The media headlines were pre-scripted. And the same stories would have run even if Hillary had gone full Linda Blair spinning her head around 360 degrees or been devoured by a herd of wild dingoes during the debate. Here’s CNN. “Clinton puts Trump on defense at first debate.” And here’s the Washington Post. “Trump vs. Clinton: Her jabs put him on the defensive in first debate.”  This is what happens when the Clinton campaign writes your stories for you. They all sound the same.

But the only thing Hillary accomplished was to remind Americans of how unpleasant, insincere, untrustworthy and irritating she was. The pathological sense of entitlement, the political narcissism, the empty promises, the hollow rhetoric and the artificial attempts to connect to people whom she clearly despised were all on display here. The lady in red had nothing new to offer, either in policy or in her attacks on Trump. Like her, it was all reruns. And it was grating enough not to bear rewatching.

Hillary claimed to want to discuss policy, but she launched the first personal attack and between her and Holt, these supposedly serious personalities took the debate into the arena of petty malice. A country full of people who had lost hope had not tuned in to hear about Trump’s taxes or his comments about Rosie O’Donnell. In a particularly surreal moment, Hillary claimed to have brought an architect who had suffered at Trump’s hands. Because whom could working class people relate to better than an architect.

And it was obvious why Hillary and Holt had to embark on these desperate stunts.

Hillary’s message was a contradictory mess of promises to fix problems that existed for inexplicable reasons under Obama. Everything is already okay and she has a plan to fix all that. When Trump exploited this contradiction, her messaging completely collapsed into its own black hole.

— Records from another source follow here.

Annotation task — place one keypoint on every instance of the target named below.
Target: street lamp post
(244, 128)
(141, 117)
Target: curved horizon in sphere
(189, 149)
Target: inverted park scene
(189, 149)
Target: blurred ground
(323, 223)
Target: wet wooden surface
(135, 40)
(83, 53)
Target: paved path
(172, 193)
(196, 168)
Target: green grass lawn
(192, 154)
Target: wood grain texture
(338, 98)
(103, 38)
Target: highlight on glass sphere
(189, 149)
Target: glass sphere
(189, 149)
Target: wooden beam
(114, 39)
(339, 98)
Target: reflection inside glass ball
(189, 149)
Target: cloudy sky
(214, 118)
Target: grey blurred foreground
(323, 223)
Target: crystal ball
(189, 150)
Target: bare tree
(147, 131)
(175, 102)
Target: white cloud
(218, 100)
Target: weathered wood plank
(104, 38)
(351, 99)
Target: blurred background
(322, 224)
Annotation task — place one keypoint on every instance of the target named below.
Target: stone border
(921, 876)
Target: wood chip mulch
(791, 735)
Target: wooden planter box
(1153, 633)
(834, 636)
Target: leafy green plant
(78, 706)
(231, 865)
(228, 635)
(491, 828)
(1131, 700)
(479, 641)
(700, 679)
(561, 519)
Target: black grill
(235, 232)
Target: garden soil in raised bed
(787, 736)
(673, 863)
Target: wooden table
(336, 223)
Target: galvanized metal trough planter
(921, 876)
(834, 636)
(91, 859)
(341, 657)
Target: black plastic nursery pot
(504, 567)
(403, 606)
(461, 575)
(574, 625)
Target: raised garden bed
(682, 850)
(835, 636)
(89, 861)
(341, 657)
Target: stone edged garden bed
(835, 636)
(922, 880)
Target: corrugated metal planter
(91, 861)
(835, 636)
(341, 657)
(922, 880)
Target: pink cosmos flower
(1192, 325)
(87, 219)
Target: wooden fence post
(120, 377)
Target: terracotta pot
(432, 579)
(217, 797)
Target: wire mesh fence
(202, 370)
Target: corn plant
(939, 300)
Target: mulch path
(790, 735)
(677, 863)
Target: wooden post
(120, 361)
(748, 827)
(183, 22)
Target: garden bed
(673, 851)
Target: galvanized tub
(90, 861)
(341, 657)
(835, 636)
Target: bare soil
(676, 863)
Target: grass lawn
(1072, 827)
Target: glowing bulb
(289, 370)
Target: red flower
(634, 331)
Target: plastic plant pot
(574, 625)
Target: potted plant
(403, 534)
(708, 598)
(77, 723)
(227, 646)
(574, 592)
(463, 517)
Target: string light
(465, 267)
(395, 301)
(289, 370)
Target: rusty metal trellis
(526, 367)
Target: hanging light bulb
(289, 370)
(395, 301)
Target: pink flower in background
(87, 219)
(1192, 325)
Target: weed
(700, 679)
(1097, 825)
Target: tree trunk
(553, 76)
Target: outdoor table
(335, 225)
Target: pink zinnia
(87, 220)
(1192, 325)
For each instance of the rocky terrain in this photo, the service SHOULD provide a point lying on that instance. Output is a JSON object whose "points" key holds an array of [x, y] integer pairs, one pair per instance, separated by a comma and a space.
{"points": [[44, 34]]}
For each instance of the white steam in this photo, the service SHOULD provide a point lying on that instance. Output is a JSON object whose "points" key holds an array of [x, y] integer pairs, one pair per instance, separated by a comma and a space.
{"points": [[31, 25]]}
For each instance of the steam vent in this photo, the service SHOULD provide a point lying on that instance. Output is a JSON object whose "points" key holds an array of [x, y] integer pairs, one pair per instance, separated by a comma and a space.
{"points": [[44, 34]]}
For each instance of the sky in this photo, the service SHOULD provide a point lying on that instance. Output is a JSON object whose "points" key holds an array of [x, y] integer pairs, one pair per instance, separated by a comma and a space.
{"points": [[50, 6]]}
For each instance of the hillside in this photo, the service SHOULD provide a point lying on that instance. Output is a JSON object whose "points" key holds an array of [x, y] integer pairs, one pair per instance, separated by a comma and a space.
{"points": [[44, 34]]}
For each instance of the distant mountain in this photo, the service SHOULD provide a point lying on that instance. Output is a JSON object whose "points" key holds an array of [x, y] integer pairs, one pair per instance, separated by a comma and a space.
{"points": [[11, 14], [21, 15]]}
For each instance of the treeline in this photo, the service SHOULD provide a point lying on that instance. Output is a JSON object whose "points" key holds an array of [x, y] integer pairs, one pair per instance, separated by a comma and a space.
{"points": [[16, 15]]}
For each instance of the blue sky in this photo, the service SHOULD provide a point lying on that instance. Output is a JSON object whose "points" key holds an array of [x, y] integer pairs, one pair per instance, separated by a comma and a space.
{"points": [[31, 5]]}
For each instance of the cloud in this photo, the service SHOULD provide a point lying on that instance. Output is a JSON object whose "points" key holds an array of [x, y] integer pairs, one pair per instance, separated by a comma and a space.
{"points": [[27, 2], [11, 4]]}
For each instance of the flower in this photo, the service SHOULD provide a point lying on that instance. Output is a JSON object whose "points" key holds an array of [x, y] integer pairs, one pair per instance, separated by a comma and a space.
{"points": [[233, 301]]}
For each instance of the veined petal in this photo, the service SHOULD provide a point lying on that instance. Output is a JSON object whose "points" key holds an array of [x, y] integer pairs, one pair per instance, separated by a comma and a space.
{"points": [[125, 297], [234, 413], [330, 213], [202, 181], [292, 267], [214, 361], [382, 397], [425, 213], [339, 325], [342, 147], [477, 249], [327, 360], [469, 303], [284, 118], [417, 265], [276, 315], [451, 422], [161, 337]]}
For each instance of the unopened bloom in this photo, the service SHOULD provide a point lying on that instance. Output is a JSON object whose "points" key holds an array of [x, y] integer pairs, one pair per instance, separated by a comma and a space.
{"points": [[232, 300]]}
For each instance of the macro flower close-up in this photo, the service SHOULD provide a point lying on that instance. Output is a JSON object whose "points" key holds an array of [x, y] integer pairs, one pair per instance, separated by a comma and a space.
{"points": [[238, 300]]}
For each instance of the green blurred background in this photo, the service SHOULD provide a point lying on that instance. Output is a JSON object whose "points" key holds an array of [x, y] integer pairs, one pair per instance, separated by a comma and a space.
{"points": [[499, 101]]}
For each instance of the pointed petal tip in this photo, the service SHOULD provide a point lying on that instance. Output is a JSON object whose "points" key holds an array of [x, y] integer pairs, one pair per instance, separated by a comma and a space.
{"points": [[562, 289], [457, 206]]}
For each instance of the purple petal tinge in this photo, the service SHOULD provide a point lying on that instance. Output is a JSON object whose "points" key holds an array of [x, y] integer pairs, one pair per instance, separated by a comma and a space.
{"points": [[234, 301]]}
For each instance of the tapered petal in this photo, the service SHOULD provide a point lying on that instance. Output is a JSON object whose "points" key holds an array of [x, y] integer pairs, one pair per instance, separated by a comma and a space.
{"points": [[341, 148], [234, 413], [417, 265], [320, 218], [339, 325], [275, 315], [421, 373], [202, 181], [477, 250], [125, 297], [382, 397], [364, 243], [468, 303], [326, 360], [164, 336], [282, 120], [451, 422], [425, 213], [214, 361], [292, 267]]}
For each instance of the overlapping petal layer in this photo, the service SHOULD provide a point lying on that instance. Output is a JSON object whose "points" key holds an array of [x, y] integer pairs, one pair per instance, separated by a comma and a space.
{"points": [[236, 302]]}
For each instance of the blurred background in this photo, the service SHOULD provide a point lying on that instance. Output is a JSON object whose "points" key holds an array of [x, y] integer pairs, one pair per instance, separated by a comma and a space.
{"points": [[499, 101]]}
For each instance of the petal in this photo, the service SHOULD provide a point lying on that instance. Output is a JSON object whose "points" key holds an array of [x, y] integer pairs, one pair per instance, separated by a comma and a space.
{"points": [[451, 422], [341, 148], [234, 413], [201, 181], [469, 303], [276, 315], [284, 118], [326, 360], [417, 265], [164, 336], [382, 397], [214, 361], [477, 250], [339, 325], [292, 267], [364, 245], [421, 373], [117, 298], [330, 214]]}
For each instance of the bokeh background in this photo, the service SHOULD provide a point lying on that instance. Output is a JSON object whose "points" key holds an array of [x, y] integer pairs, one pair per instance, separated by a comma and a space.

The real agenda of the debate was to discredit Trump. Instead he came out appearing presidential, patiently listening to another Hillary rant, gamely sipping a glass of water every time she touted her website, and enduring it with the same wry expression that much of the audience was wearing.

Trump was at his best when puncturing the media and Hillary’s hypocrisy. Asked about his taxes, he demanded that Hillary release her emails. Challenged on Iraq, he pushed back on Libya. Where Hillary offered artificial bonhomie, pasting on plastic smiles and uploading fake laughs, he was natural. Nothing about Trump’s reactions or responses were faked. And that still remains a shock to the system.

And it is very much a system that we saw on display here tonight. It’s a system that Lester Holt and Hillary Clinton are a part of. It’s a system that has run this country deep into the ground.

Instead of destroying Trump, Holt’s bias brought the system out onto the stage. It reminded everyone that the national election was being hijacked just as the Democratic primaries had been. It showed viewers that the system was rigged and that it was rigged to select Hillary Clinton for the White House.

The fundamental question of this election is whether this country will be run by the people or the system. Trump reminded everyone that he was not the candidate of the system. The media’s post-debate analysis will tell us what the system thinks about the debate. But everyone already knows that. The system wants its own perpetuation. It wants, in Hillary’s words, more “investments.” That is the system’s euphemism for spending. It wants to export more jobs and import more migrants.

It wants to transform America into a grotesque reflection of its own warped processes.

Hillary Clinton is the perfect embodiment of the system. Artificial, unnatural and corrupt. And Lester Holt took on his role as the system’s feeble gatekeeper. But it’s not the system that the public wants. It seeks someone to smash the system. That is the source of Trump’s popularity. It is what makes him so threatening.

The debate was not about any of its topics, not the official ones or unofficial ones. It was about the subtext of the system. It was about what the system does to protect itself. Instead of a debate, what the people witnessed was the media hive trying to destroy an intruder while protecting its queen.

And once again, the system failed. Its media gatekeeper drone failed. The queen is in check.